Google’s mobile-first index is still months away from its launch


Mobile-first index Launch has been postponed by Google as it is still assessing it. As mobile users are increasing rapidly Google has planned to launch the mobile-first index to present their searcheswith a brand new and special mobile content of the website they are searching for in the first place and then to a desktop version if no mobile-first index was implemented for that site.
Currently, Googlebot crawls only the desktop index and retrieves the relevant search results to them, when a user submits a query. There are some issues with this single index type. One of the issues is the bad user experience which is due to lack of quality and relevant content in the mobile page while they are engaged from desktop version to mobile version of the website. The content which is present in the desktop version should be there in mobile version also and the user shouldn’t be taken to pages other than what they requested or clicked. Example: when they click a section that takes them to a pop-up screen or newsletter subscription page instead of taking them to the particular mobile version section of the web page.

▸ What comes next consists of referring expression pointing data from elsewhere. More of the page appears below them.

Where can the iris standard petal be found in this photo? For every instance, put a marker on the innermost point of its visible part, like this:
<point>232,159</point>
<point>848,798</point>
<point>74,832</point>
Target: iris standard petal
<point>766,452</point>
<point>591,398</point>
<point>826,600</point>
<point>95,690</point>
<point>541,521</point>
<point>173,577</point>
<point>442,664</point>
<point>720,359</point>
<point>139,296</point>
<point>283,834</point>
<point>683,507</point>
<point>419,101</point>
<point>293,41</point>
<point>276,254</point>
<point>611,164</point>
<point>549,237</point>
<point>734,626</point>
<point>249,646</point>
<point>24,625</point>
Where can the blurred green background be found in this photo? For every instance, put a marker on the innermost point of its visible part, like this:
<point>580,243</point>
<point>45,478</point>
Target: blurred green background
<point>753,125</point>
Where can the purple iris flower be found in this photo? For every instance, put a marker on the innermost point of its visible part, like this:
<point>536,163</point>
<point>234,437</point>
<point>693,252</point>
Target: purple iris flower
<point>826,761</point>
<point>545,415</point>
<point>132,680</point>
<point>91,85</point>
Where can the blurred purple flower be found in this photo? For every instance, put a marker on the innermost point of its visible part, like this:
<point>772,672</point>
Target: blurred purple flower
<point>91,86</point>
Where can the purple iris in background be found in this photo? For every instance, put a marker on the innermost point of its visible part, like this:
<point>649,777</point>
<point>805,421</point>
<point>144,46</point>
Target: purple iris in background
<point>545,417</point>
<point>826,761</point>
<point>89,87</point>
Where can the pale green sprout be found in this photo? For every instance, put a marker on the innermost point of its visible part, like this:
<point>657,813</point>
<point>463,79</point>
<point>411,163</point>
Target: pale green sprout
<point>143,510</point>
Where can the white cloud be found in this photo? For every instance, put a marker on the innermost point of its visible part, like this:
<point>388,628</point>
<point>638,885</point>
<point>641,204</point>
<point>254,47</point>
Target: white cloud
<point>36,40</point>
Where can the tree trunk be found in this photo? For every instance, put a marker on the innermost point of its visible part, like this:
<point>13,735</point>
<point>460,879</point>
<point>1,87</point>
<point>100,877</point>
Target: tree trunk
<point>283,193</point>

To eliminate this kind of issues like irrelevant mobile content, mobile-index helps in several ways. Mobile-index will also help to rank a website for its relevancy in providing quality content to the users.
What do marketers need to know before the index change?

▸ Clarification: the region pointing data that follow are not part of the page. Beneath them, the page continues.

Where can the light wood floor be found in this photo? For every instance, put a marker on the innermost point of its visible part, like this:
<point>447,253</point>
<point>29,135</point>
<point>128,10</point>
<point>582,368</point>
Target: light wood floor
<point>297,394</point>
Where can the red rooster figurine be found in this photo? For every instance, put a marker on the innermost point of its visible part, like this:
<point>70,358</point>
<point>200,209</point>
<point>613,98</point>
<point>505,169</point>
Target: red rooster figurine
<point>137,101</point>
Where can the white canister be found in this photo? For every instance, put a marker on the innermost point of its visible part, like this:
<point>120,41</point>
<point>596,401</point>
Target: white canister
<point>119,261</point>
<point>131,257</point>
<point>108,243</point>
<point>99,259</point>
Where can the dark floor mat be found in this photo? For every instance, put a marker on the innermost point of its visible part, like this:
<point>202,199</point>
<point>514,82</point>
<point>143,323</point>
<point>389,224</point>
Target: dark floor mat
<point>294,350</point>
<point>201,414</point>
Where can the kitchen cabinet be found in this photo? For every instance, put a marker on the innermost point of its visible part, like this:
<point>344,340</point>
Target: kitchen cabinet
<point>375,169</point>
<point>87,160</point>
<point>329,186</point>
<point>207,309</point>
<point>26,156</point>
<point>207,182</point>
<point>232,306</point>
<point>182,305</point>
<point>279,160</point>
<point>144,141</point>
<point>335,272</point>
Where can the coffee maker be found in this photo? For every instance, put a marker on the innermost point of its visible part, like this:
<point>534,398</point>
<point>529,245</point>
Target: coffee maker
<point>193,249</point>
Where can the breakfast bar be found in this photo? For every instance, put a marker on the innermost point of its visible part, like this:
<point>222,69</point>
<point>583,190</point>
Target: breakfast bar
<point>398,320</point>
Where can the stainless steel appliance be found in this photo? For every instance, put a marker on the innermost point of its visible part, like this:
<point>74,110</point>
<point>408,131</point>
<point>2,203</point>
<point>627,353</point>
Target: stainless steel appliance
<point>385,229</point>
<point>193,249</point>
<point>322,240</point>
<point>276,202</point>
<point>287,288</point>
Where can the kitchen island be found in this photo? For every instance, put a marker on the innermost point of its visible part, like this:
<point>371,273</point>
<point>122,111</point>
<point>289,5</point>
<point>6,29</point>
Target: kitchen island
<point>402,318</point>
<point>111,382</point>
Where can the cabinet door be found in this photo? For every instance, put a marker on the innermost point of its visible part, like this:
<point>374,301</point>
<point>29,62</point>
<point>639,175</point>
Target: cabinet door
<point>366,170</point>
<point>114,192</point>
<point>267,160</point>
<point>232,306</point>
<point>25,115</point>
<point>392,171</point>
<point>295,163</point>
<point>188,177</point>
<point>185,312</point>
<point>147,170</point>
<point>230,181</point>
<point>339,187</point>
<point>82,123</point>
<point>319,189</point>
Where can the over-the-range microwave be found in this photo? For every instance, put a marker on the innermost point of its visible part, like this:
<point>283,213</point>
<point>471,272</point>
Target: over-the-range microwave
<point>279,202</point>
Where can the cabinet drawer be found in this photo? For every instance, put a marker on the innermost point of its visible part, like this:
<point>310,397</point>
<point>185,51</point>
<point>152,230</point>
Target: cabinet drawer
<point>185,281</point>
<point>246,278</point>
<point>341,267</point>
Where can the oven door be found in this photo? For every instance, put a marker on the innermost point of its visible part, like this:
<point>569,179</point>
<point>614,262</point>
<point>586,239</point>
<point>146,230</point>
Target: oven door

• Make sure that the same contents are present for both desktop and mobile version. If they are same there is no need to modify anything.
• Verify the mobile version of the website just like desktop version in the search console.
• Verify that the mobile version is accessible for Googlebot crawler.
• Make sure that your mobile page version is structured properly.
• Use rel =”canonical” in your desktop page and rel = ” annotations” in your mobile page so that Googlebot can easily discover the mobile page of your website.
This new change will not affect indexing of those sites which don’t have separate mobile pages as Google’s crawler will look into its desktop version in the absence of a mobile version and rank the website based on the mobile-first index. Even though it doesn’t affect the indexing it’s a good practice to create the desktop version generally with responsive layout and relevant content that matches with a mobile web page when a user views it from a mobile phone and to increase the user experience of the website.
Still, the mobile-first index is months away from its launch, so consider this as an opportunity to optimize your website that suits primarily for a mobile view and then for the desktop views. Those who already optimized and run a mobile version successfully keep your content clean and relevant so as to increase the rank in SERP.